In this example, dual iLQG outperformed adaptive iLQG by 6.4%, but it is not guaranteed to outperform other methods in every application as the probing nature of dual control does not always result in lower long-term costs. Dual iLQG also requires a dynamic model for each system that it is applied to, and the noise characteristics of that system need to be known. In the absence of a white box dynamic model, Gaussian Process regression can be used to provide the system dynamics [1], [17].
We also explored comparison with another /hlimplicit dual control method, dual multi-stage NMPC [18], but the method could only accommodate a small subset of the uncertain parameters used in this example. In a comparison of adaptive and dual iLQG with dual multi-stage NMPC on the SIDARTHE COVID-19 model but only two uncertain parameters, dual iLQG outperformed adaptive iLQG and dual MS-SP-NMPC by 28% and 66% respectively [19].

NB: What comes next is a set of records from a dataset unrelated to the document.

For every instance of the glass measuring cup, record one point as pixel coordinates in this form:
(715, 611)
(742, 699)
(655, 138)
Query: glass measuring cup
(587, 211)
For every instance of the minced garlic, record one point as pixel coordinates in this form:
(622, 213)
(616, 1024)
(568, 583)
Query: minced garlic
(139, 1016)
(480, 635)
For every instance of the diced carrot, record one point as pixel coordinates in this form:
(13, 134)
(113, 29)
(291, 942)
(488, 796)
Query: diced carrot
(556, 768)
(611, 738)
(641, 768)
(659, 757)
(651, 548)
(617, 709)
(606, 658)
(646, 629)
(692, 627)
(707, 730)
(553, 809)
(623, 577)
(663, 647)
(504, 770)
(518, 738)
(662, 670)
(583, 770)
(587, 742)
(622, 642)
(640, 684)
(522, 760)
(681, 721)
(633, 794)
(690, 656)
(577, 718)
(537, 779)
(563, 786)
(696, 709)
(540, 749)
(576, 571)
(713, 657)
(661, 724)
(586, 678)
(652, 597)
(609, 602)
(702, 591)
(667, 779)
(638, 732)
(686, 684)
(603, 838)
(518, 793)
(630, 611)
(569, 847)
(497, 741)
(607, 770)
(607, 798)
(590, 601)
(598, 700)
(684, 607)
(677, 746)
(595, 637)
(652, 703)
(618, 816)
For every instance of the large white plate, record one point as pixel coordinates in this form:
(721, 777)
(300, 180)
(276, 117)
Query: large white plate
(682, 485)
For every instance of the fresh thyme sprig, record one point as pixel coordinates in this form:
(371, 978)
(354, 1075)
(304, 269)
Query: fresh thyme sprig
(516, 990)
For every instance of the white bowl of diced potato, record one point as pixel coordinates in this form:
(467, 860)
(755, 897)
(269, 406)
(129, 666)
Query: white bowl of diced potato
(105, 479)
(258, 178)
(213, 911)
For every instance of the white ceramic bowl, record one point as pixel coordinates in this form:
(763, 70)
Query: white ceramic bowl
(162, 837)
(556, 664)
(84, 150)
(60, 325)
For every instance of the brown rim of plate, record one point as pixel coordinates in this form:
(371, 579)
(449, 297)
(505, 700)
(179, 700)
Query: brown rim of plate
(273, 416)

Since uncertainty is common to many systems, dual iLQG is applicable to a wide spectrum of applications. In the 2017 review paper “Systems and Control for the future of humanity, research agenda: Current and future roles, impact and grand challenges” by Lamnabhi-Lagarrigue et al. [20], three requirements are listed that “call for a paramount role for data-driven modeling, which must be integrated into virtually all future complex engineering systems.” Dual iLQG addresses two of these three requirements, specifically the need for models to adapt to changing parameters as well as the need for approaches that enable active learning, which is described as “probing the system/environment to generate sensor information that is suitable for model adaptation”. The review paper by Lamnabhi-Lagarrigue et al. mentions a number of high-impact system and control applications for the future, and dual iLQG could be applied to many of them, including automotive control, spacecraft control, renewable energy and smart grid, assistive devices for people with disabilities, and advanced building control. Considering dual iLQG’s ability to handle nonlinear systems and efficiently handle large systems, dual iLQG is in a favourable position to meet these requirements to solve current and future control problems.